Abstract
Objective: Data help inform research and practice in child protection services. One data category within quantitative datasets is derived from reports made to child protection agencies from others with child abuse concerns. Reports data is used in the development of algorithmic decision- making support tools. Data category coherence is integral to these uses, yet little is known about contributing human judgement processes. This paper outlines a study of police staff decision- making about making reports of concern.
Methods: This paper describes a qualitative study of police ‘reports of concern’, using interviews, focus groups and observations of team decision- making. The methodology, based on critical realism, adopts the decision-making ecology as a theoretical framework, and uses deductive thematic analysis to analyse the results.

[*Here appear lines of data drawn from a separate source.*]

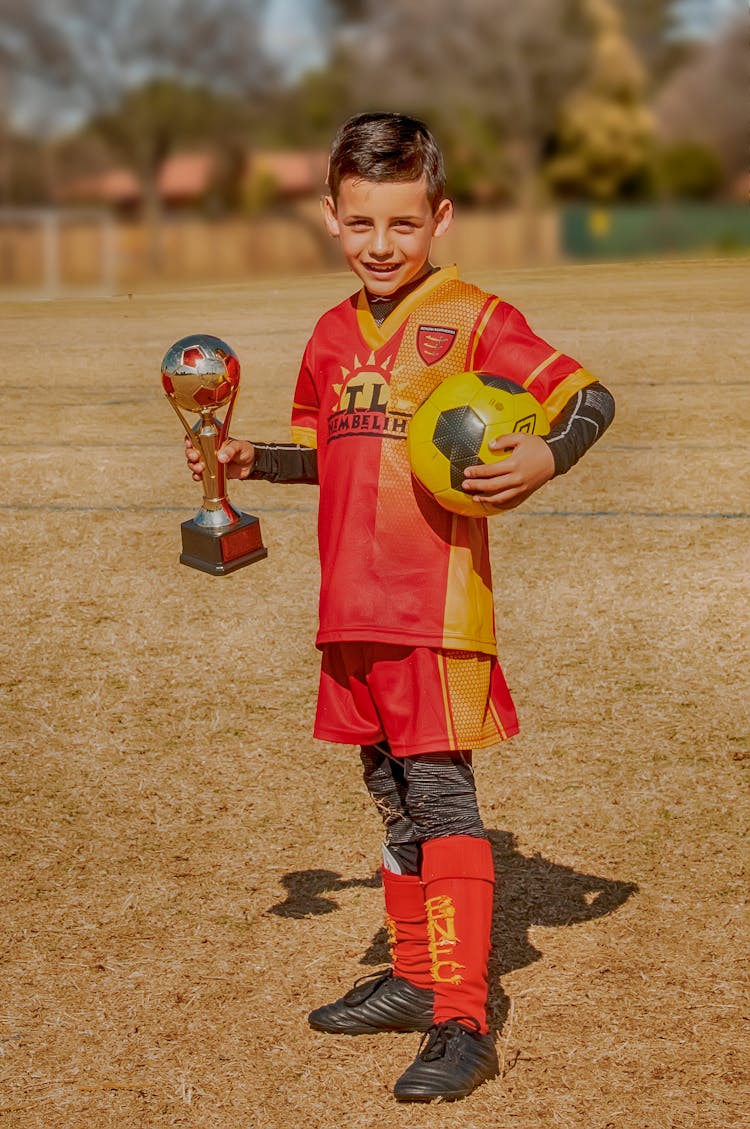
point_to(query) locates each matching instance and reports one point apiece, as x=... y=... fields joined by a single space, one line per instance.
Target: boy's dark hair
x=386 y=147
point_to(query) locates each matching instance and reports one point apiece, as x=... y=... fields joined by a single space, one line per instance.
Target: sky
x=291 y=36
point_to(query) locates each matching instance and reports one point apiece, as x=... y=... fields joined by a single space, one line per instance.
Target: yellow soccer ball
x=453 y=428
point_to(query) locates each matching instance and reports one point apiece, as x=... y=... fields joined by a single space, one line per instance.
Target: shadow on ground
x=531 y=891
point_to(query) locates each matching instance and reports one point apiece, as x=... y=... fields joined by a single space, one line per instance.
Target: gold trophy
x=201 y=374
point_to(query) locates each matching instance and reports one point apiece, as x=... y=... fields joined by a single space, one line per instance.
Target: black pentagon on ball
x=499 y=382
x=459 y=434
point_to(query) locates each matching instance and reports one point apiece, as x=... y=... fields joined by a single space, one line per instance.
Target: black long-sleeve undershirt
x=583 y=421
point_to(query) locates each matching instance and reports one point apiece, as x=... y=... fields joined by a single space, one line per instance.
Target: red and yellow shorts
x=419 y=699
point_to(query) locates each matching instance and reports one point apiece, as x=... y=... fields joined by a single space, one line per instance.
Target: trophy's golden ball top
x=200 y=373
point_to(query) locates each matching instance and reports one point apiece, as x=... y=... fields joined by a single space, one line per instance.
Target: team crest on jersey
x=434 y=342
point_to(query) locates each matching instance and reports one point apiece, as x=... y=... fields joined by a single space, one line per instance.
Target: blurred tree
x=687 y=171
x=489 y=78
x=706 y=99
x=659 y=38
x=72 y=60
x=605 y=130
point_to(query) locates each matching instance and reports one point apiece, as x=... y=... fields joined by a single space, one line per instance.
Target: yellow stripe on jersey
x=305 y=436
x=557 y=400
x=480 y=329
x=540 y=368
x=376 y=335
x=469 y=621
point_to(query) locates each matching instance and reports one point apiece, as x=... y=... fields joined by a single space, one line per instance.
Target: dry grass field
x=176 y=892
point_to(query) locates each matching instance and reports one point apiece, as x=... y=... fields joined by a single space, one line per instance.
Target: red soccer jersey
x=395 y=567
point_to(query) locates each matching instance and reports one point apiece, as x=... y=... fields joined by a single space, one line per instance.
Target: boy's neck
x=382 y=306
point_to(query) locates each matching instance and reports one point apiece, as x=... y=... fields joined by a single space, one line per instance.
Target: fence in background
x=593 y=233
x=45 y=252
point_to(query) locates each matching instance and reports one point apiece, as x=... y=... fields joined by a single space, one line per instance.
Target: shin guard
x=459 y=878
x=406 y=918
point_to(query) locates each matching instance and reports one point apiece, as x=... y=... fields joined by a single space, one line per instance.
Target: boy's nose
x=380 y=243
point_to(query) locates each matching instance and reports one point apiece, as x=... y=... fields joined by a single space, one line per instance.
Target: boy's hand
x=237 y=455
x=509 y=482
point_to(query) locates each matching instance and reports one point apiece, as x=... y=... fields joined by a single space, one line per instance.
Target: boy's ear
x=330 y=218
x=442 y=218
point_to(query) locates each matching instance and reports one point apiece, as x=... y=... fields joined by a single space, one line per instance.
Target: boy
x=409 y=666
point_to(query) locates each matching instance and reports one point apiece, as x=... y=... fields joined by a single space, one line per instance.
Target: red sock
x=459 y=878
x=407 y=924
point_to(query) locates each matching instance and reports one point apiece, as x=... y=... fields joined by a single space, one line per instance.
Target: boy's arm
x=270 y=461
x=534 y=460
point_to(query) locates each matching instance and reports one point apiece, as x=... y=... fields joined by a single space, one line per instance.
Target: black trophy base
x=225 y=550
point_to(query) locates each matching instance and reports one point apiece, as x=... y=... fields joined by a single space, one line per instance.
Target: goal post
x=48 y=252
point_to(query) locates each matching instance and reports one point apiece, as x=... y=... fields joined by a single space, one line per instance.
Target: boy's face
x=385 y=229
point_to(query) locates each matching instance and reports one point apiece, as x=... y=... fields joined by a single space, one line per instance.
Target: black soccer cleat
x=376 y=1003
x=451 y=1062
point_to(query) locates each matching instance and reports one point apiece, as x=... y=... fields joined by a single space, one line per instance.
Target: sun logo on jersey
x=363 y=395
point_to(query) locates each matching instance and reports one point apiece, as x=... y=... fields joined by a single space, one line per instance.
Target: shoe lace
x=366 y=986
x=434 y=1042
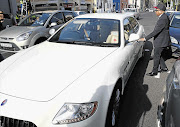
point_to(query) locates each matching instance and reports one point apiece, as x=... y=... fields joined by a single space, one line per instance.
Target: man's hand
x=142 y=39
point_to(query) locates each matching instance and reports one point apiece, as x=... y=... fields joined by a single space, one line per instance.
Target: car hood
x=174 y=32
x=42 y=73
x=13 y=32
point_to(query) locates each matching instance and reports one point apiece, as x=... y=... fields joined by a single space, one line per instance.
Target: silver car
x=168 y=110
x=133 y=11
x=32 y=30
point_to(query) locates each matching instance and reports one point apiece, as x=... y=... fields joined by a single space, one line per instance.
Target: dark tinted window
x=134 y=24
x=68 y=16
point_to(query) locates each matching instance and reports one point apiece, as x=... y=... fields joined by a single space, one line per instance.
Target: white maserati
x=74 y=79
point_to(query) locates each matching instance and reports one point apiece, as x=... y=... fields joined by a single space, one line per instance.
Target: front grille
x=13 y=48
x=10 y=122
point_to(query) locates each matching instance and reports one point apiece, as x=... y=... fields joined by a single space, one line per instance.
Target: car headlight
x=173 y=40
x=24 y=36
x=71 y=113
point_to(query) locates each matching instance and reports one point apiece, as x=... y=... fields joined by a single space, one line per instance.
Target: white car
x=133 y=11
x=74 y=79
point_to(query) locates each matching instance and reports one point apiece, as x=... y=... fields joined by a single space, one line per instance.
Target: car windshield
x=94 y=32
x=175 y=22
x=38 y=19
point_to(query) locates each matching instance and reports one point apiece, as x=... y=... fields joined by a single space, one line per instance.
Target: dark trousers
x=159 y=58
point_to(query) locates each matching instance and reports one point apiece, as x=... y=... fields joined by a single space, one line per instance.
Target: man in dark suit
x=161 y=39
x=1 y=20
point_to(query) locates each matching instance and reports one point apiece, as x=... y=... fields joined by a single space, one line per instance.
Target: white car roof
x=117 y=16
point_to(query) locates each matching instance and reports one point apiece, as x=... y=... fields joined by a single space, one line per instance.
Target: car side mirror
x=53 y=24
x=133 y=37
x=52 y=31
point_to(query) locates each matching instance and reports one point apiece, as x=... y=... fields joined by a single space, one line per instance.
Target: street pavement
x=143 y=93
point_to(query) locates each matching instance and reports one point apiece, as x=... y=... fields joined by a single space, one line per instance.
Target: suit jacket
x=161 y=32
x=1 y=26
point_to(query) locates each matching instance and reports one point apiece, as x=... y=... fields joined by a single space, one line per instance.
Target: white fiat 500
x=74 y=79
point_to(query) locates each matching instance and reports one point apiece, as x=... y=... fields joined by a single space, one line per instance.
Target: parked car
x=133 y=11
x=32 y=30
x=76 y=78
x=174 y=31
x=168 y=110
x=151 y=9
x=80 y=12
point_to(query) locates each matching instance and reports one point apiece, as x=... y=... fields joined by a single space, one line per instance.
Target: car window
x=38 y=19
x=57 y=18
x=81 y=13
x=175 y=22
x=127 y=29
x=68 y=16
x=94 y=31
x=134 y=23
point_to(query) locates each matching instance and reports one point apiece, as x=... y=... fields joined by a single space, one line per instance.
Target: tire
x=114 y=108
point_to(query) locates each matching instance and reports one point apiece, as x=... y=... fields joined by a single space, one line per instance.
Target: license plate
x=6 y=45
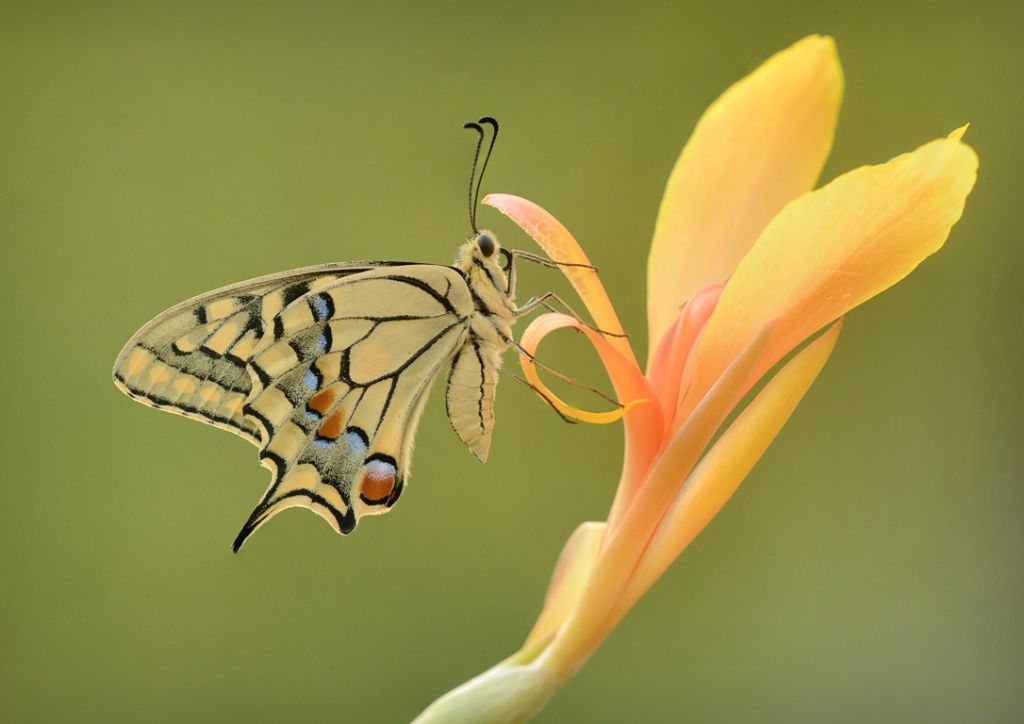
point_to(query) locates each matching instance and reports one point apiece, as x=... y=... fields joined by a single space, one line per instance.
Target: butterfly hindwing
x=338 y=393
x=327 y=371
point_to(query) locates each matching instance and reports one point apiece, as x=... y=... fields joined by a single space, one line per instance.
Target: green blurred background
x=869 y=569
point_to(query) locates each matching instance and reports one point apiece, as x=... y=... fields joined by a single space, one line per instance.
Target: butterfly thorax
x=494 y=297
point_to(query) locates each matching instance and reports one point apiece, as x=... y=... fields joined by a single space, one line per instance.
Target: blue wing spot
x=356 y=442
x=322 y=308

Results: Police participants emphasise support responses to families before making reports of concern. Reports are likely when exposure to intimate partner violence is chronic, parents are perceived as culpable and disengaged from services, and reporters are concerned about blame for not reporting. Diverse thresholds for reporting between reporters are linked to differences in role type, accountability concerns, interpretations of reporting policy, experience, and changing policy emphases. Resistance to accepting a report by the statutory agency affected reports. This varied by location and could amplify reporting behaviour over time.
Conclusions: This complexity highlights the lack of internal consistency in ‘reports of concern’ data, and elucidates the feedback effect, challenging their use in predictive tools. Reports cannot be assumed to represent child abuse incidence, nor a consistent level of community-assessed risk of harm.